We will be using AWS Glue Crawlers to infer the schema of the files and create data catalog. Without a crawler, you can still read data from the Amazon S3 by a AWS Glue job, but it will not be able to determine data types (string, int, etc) for each column.

Go back to the AWS Glue Console at [https://console.aws.amazon.com/glue/](https://console.aws.amazon.com/glue/).

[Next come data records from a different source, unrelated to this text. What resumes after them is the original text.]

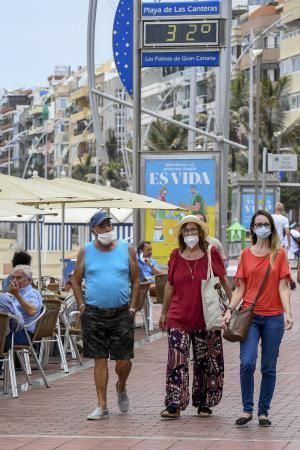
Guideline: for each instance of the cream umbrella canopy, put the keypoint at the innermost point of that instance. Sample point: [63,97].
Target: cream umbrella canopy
[10,209]
[37,191]
[126,199]
[99,196]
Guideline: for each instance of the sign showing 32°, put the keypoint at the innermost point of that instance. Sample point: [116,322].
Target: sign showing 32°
[181,33]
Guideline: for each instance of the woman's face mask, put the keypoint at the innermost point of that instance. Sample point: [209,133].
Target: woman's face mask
[106,238]
[263,232]
[191,241]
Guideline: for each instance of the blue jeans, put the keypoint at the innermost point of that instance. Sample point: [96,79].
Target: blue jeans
[270,330]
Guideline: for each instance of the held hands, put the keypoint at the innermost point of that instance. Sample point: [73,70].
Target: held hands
[163,321]
[13,288]
[288,322]
[226,319]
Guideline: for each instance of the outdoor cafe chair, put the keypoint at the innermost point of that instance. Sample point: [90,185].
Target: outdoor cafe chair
[51,331]
[47,330]
[142,306]
[160,284]
[25,349]
[7,358]
[72,322]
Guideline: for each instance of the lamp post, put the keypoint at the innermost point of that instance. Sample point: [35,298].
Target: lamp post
[257,54]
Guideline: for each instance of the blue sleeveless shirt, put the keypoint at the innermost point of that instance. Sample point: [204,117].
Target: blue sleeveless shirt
[107,276]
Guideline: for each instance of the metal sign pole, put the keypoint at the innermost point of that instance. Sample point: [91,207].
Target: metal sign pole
[137,113]
[222,119]
[264,177]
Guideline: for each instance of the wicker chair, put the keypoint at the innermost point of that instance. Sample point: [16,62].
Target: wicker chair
[160,283]
[143,305]
[47,330]
[7,358]
[72,322]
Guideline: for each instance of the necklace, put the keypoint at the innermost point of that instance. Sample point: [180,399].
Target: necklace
[191,269]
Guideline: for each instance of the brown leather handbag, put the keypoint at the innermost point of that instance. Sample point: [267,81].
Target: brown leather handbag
[241,320]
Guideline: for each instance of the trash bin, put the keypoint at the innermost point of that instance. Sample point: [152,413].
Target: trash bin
[69,265]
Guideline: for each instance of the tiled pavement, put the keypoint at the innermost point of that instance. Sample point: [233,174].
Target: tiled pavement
[55,418]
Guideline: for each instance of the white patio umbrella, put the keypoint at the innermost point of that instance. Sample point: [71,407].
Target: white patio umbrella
[100,197]
[38,191]
[10,210]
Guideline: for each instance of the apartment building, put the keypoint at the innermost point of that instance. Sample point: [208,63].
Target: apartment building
[290,56]
[12,105]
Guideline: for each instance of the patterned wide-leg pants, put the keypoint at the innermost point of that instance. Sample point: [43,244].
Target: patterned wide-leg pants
[208,368]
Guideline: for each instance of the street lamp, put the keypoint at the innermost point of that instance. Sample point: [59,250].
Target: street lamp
[256,54]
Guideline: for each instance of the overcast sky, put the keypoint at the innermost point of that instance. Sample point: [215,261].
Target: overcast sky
[37,35]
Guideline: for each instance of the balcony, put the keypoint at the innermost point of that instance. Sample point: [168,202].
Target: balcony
[290,44]
[79,93]
[61,138]
[35,110]
[6,127]
[84,137]
[85,113]
[35,130]
[6,109]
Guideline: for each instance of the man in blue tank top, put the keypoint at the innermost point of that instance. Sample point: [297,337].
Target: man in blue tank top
[107,308]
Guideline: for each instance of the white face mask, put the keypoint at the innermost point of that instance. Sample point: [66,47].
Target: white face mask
[106,238]
[191,241]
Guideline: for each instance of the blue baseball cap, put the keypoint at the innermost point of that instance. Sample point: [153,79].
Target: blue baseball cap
[98,218]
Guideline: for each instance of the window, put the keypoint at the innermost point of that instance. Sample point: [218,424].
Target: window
[294,101]
[290,65]
[61,103]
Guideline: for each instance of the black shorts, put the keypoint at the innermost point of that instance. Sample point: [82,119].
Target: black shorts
[107,337]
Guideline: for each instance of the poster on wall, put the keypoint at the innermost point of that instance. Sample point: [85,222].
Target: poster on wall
[186,180]
[248,206]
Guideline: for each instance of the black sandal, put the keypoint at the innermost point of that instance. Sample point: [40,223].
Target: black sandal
[242,421]
[170,413]
[204,411]
[264,422]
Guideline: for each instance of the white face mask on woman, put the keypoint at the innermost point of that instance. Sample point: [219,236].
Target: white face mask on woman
[191,241]
[106,238]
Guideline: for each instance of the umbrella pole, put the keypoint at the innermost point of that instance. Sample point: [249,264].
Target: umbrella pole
[63,210]
[38,238]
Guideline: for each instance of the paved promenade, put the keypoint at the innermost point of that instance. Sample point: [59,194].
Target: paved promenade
[55,418]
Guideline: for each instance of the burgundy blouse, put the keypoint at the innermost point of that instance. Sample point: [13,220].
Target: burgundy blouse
[185,311]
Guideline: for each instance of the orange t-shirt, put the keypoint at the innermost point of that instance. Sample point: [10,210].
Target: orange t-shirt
[251,270]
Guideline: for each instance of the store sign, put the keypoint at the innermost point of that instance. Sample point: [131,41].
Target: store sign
[285,162]
[164,9]
[189,181]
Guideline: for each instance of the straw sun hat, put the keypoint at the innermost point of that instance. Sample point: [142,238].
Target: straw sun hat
[191,219]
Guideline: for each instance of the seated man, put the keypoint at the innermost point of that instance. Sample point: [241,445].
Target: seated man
[7,305]
[26,299]
[20,257]
[148,267]
[214,241]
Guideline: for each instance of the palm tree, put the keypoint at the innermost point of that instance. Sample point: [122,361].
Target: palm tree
[84,169]
[239,119]
[165,136]
[111,145]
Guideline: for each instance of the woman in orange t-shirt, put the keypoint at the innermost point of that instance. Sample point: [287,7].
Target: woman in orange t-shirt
[268,321]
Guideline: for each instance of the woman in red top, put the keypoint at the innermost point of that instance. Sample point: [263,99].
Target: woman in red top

- Start by navigating to the **Crawlers** menu on the navigation pane, then press **Add crawler**.
- Specify the name: “byod-YOUR_TABLE_NAME-raw-crawler”  and press **Next**;
- Choose **Data stores** as _Crawler source type_ and press **Next**;
- Choose _Amazon S3_ as data store. Add Amazon S3 path of the **specific folder** where your files for your table resides (for example: mybyodbucket/raw/orders) and press \*_Next_. We will create a separate crawler for each table (each folder in your raw folder),so for this step just add one folder.
- At this stage we don't add any other data source;
- Choose the _glue-processor-role_ as IAM Role and proceed to the schedule;
- Leave the _Run on demand_ option at the Frequency section and press **Next**;
- Click on the **Add database** button and specify "byod_src" as database name (this will be the name representing the source database in the data catalog). Press **Next** and **Finish**;

![add a new database](/glue_images/ingestion/crawler2.png)

![add a new database](/glue_images/ingestion/crawler3.png)

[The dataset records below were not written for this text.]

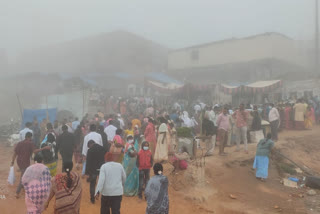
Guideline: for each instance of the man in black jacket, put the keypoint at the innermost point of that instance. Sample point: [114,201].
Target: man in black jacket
[210,130]
[65,144]
[95,159]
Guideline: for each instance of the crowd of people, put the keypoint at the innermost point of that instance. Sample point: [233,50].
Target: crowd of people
[116,152]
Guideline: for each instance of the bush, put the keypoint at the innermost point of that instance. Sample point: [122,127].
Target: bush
[184,132]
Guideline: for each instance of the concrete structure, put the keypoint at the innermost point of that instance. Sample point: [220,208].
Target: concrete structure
[264,56]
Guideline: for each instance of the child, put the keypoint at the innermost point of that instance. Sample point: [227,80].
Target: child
[136,133]
[117,147]
[144,163]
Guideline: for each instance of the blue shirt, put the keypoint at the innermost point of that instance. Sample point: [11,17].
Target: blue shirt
[75,124]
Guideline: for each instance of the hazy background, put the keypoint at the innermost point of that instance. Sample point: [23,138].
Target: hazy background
[173,23]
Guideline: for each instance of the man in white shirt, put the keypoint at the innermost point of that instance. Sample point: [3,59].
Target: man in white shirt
[197,108]
[110,131]
[274,119]
[75,124]
[24,131]
[96,137]
[121,121]
[112,178]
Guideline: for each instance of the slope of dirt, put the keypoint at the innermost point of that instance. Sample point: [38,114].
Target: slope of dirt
[191,192]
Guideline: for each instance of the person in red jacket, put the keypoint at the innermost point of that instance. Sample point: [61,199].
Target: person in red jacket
[150,135]
[144,163]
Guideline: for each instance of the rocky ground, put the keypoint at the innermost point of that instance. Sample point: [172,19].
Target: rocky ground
[215,184]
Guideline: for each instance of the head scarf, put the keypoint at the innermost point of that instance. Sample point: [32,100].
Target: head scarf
[108,157]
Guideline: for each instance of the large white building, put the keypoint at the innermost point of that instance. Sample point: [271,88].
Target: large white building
[264,56]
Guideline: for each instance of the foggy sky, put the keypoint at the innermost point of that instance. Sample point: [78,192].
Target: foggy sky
[26,24]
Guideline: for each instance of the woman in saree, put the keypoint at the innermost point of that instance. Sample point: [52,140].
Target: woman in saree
[161,153]
[50,157]
[150,135]
[67,189]
[77,152]
[308,119]
[288,117]
[131,186]
[36,182]
[261,161]
[156,192]
[117,147]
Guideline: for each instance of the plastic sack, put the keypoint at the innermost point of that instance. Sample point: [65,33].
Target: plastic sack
[256,136]
[11,177]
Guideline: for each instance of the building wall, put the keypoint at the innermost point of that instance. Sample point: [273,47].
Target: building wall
[236,51]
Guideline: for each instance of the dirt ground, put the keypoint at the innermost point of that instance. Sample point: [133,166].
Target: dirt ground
[192,192]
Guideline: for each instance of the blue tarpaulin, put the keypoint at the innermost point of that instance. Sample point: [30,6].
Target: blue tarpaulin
[40,114]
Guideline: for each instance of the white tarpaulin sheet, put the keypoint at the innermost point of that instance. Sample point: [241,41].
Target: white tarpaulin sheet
[76,102]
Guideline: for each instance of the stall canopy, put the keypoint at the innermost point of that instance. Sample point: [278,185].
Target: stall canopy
[39,114]
[162,82]
[164,87]
[256,87]
[262,86]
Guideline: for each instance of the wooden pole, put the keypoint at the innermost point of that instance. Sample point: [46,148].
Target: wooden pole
[20,107]
[47,108]
[83,97]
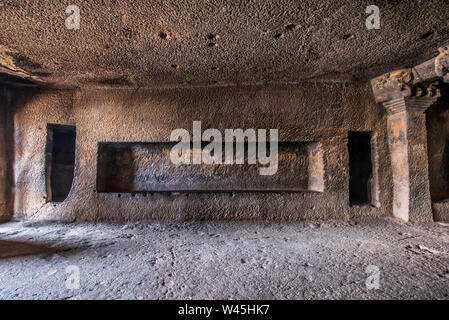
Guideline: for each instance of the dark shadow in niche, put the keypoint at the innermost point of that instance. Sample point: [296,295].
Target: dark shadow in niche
[60,161]
[437,123]
[360,167]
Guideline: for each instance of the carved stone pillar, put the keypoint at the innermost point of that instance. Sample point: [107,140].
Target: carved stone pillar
[405,101]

- Select the newly created crawler and push the **Run crawler** button. It will take a few minutes until it populates the data catalog.

Validation: After the crawler finishes running, from the left menu, go to **Databases**, select your database, and click "Tables in <database-name>" link. Choose the table you just created. You will be able to see information and schema of your files.